I have a cousin who has acrachnoiditis after having back surgery quite a few years ago. It is not a pretty picture as she has suffered severely ever since.

http://www.webmd.com/pain-management...-arachnoiditis

Another person married to another cousin had that dye thing done. He died. I would be very wary of any of it.

And the lumber puncture seems to be to find out if a person has an autoimmune disease, etc.

After reading the description of Arachnoiditis......read like I was reading about myself.

All symptoms..... except do not have the uncontrollable twitching.

Causes......had dye used in Myelogram,
epidural steroid injections, nerve compression.
Spinal stenosis still bad; but lamina removed from worst area to allow spinal cord more space.
Many spinal procedures,
Also had lumbar spinal fusion as well.

Yikes....Have to wonder. Never been diagnosed with Arachnoiditis, but am under Pain Management with pain meds, including Oxycontin, Oxydodone, Vallium daily, and in order to sleep or even lay down without terrible pain, use Ambien CR every evening.


Gerry

but dont u think it is a necessary diagnostic step?

Not unless there is something to be gained that justifies the risk and there is no safer way of determining it.

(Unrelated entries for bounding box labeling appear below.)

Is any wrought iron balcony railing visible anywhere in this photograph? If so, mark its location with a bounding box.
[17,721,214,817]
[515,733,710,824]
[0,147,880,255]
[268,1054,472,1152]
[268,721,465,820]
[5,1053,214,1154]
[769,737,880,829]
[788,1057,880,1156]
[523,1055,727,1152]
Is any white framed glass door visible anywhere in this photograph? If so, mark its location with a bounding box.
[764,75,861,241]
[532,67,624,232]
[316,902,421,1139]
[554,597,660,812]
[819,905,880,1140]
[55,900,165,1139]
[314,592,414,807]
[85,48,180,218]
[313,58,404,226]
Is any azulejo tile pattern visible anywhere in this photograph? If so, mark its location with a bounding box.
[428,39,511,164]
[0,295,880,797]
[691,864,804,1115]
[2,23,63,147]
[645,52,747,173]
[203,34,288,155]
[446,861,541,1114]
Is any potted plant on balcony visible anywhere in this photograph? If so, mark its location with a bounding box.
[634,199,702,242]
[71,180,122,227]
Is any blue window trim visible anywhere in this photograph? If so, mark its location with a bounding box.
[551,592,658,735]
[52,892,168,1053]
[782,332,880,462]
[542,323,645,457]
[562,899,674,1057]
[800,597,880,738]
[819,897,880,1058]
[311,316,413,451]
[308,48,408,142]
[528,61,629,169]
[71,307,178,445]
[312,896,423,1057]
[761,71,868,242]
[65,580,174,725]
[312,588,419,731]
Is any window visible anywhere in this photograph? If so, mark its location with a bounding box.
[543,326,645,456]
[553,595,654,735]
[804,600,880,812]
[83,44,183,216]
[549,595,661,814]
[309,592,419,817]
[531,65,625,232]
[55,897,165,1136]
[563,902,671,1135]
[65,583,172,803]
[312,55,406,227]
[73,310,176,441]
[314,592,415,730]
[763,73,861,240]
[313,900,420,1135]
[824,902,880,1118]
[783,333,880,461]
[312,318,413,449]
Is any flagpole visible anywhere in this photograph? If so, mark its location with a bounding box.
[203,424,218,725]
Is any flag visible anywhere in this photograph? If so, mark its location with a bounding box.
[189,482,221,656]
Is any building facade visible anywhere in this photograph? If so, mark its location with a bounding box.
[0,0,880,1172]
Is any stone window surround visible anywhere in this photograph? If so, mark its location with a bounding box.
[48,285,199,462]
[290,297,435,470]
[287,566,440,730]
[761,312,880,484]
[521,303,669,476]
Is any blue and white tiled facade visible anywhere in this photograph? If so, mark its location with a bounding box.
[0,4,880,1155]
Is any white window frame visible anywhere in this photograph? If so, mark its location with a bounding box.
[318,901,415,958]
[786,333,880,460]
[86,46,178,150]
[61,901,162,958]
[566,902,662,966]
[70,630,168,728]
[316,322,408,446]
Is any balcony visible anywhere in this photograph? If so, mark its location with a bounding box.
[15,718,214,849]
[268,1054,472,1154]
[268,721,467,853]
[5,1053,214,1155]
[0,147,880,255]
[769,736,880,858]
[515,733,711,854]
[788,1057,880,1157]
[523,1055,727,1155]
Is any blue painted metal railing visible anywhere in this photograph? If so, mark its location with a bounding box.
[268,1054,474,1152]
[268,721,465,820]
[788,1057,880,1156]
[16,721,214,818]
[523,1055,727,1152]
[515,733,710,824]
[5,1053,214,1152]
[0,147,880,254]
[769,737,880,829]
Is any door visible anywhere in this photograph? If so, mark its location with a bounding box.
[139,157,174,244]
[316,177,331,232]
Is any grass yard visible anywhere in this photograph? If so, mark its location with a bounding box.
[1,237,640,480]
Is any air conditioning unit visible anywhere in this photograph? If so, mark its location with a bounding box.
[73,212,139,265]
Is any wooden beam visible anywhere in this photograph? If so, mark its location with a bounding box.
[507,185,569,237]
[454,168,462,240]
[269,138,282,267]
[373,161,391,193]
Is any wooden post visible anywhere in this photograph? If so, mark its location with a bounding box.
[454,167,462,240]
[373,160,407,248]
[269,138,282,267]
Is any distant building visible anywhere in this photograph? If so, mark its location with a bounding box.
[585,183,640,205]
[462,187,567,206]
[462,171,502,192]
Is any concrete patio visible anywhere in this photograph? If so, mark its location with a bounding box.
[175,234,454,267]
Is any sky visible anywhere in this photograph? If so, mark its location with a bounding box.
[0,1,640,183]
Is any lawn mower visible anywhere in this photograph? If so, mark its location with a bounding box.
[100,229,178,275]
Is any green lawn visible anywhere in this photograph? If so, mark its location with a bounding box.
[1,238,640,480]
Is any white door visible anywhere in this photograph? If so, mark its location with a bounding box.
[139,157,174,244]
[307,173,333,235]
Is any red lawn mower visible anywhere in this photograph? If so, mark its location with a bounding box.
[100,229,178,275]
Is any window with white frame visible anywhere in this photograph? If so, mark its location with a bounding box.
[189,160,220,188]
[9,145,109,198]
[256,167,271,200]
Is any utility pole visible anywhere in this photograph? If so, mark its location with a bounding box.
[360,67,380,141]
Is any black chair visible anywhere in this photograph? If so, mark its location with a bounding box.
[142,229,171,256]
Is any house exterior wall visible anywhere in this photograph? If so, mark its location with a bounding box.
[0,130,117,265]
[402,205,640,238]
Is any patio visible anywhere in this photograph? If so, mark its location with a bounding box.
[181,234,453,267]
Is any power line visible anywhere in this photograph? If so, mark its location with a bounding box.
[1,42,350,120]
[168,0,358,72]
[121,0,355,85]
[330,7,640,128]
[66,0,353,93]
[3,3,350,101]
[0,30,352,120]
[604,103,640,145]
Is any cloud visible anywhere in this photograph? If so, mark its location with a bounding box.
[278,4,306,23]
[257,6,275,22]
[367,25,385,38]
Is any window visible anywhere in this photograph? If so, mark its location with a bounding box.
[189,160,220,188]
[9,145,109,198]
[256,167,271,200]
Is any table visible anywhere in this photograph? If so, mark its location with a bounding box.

There will always be the argument of whether doctors do too much testing or not enough. MrsD answered the question of why to do it (i.e. what it might reveal). I answered the question why not to do it. I'm not trying to tell anyone not to do it; I'm just pointing out a risk that I believe is downplayed/overlooked. The decision is between doctor and patient, but I believe that decision should be an informed one. The days of patient acquiescence are over.

Doc

I was diagnosed with idiopathic PN a year ago. I've seen 2 neurologists, an ER doctor, a rheumatologist, my PCP (several times) and not one of them has suggested a spinal tap.

I suppose that my symptoms may be different, but I just thought I would chime in. I'm actually relieved that none of the doctors have suggested I have one.

I wouldn't do it, unless there was no other way to determine your condition. I did turn down two invasive tests. Lost a doctor over it too. I didn't like the risk, as I was already hurting. Didn't do EMG, and a myleogram, and no CT scan with dye either. I had one before and had a reaction to the dye used. I know alot of others may say go ahead and do the diagnosis, but for myself, I turn down pain at all costs. I survived and had surgery without those tests. No matter what you decide, look up all risks and benefits. I wish you all the best. ginnie

thank you guys for the thoughts my neuro just recommended me to a neuromuscular specialist to look further into genetic disorders/CMT possibilities because on my family history. I should get my new MRI results tomorrow and have a VEP tomorrow both which i suspect will be normal...thanks again! (also i still notice that heat tends to bring on tingles in my legs? it was 98 degrees today and i noticed it several times)

Well, if they suspect CMT, there is really no need for a spinal tap! I hv the tingles in my legs regardless of the weather, but the pain is much worse if I am cold.

got my MRI of lumbar and thoracic spine back - of course normal- now waiting for VEP results...anyone know what the test looks like if it is abnormal? just curious thanks!